Ron Holt is an American entrepreneur and founder of Two Maids & A Mop, a cleaning franchise based in Birmingham, Alabama and Pink Zebra Moving, a moving franchise brand based in Birmingham, Alabama. In 2013 he was named to the 40 Under 40 list of University of Georgia alumni.

==Early life and education==

Holt is originally from a small town in southwestern Georgia, Colquitt. He graduated from Miller County High School in 1992 and later attended the University of Georgia College of Agricultural and Environmental Sciences where he obtained a biological sciences degree in 1997.

==Career==

Holt began his career with the company Micromeritics where he worked as a chemical technician and later a laboratory director.
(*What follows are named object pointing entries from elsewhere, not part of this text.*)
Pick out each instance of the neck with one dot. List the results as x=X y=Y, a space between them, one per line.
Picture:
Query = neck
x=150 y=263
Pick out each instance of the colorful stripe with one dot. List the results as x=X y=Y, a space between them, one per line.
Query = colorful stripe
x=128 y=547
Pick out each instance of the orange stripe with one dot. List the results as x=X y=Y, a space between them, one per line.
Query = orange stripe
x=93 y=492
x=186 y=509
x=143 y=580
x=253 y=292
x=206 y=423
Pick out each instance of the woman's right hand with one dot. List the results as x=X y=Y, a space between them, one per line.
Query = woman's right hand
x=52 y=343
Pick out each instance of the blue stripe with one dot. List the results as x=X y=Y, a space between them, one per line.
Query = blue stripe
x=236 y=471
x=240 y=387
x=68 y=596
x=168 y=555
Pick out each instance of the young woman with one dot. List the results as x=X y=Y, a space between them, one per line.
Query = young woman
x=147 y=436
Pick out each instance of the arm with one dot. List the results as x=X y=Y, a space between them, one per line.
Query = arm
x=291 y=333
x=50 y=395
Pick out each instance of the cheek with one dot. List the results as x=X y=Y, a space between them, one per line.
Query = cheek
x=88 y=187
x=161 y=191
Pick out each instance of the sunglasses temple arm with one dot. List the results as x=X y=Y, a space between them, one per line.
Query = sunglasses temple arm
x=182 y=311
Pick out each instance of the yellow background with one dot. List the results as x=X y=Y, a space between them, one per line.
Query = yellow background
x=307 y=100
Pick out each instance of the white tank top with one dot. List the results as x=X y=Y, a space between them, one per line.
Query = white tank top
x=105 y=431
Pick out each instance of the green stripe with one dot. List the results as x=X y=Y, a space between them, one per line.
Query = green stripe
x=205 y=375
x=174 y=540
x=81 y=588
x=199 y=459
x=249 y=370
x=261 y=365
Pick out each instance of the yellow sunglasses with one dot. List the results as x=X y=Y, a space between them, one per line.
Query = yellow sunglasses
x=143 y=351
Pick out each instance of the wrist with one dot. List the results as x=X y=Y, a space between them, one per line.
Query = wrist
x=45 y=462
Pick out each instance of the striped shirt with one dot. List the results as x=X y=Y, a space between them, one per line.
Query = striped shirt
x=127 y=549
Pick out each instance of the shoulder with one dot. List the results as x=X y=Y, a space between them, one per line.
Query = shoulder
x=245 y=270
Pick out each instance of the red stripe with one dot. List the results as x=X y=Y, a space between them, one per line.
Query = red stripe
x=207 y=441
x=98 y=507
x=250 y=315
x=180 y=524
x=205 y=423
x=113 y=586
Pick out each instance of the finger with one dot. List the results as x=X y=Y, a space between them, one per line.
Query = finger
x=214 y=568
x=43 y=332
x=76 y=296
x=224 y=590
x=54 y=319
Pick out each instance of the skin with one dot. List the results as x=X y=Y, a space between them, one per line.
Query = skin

He moved into the cleaning business after having a desire to become an entrepreneur.

Holt purchased a small cleaning business in 2003 which he later branded as Two Maids & A Mop. He grew the business into twelve company owned locations, and later opened the first franchise store in Tampa, Florida. Holt operates as the CEO of the company which ranked as a top job creator by Inc, and is also an Inc. 5000 company. The company currently serves 70 markets across the United States as of 2019.
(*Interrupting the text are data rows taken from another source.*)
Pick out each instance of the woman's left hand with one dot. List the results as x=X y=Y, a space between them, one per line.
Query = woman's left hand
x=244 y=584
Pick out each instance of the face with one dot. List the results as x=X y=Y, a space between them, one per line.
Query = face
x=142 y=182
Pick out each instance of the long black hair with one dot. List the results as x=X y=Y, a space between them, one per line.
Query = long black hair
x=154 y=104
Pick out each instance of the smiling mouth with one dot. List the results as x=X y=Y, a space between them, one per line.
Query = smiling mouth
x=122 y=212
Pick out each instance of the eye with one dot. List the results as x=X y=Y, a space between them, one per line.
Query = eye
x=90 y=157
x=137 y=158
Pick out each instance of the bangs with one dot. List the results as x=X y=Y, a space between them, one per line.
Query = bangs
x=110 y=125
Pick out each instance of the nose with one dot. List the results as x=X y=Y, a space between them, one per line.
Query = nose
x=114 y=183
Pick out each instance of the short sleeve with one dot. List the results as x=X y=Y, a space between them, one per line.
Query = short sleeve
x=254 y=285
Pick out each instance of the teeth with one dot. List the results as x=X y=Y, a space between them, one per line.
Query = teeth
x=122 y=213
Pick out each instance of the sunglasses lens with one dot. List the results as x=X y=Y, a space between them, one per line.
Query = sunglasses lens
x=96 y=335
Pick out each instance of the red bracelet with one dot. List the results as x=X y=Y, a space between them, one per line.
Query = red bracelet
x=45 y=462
==Awards and recognition==

In addition to the awards he has received on behalf of Two Maids & A Mop, Holt was recognized by the University of Georgia Alumni Association in 2019 as the recipient of the Michael J. Bryan entrepreneurial spirit award. He was also named in 2013 as a member of the 40 Under 40 list of alumni. He was recognized again in 2014 by the Alumni Association as being the owner of one of the 100 fastest growing companies owned or operated by University of Georgia Alumni. Holt was ranked #9 on the list of 100. Holt's company has been named to the 2014 Birmingham Business Journal Fast Track 30 and 2015 Company of the Year by the American Business Awards. Holt has been featured in multiple national magazine articles; including Success, Entrepreneur and Better Homes & Garden.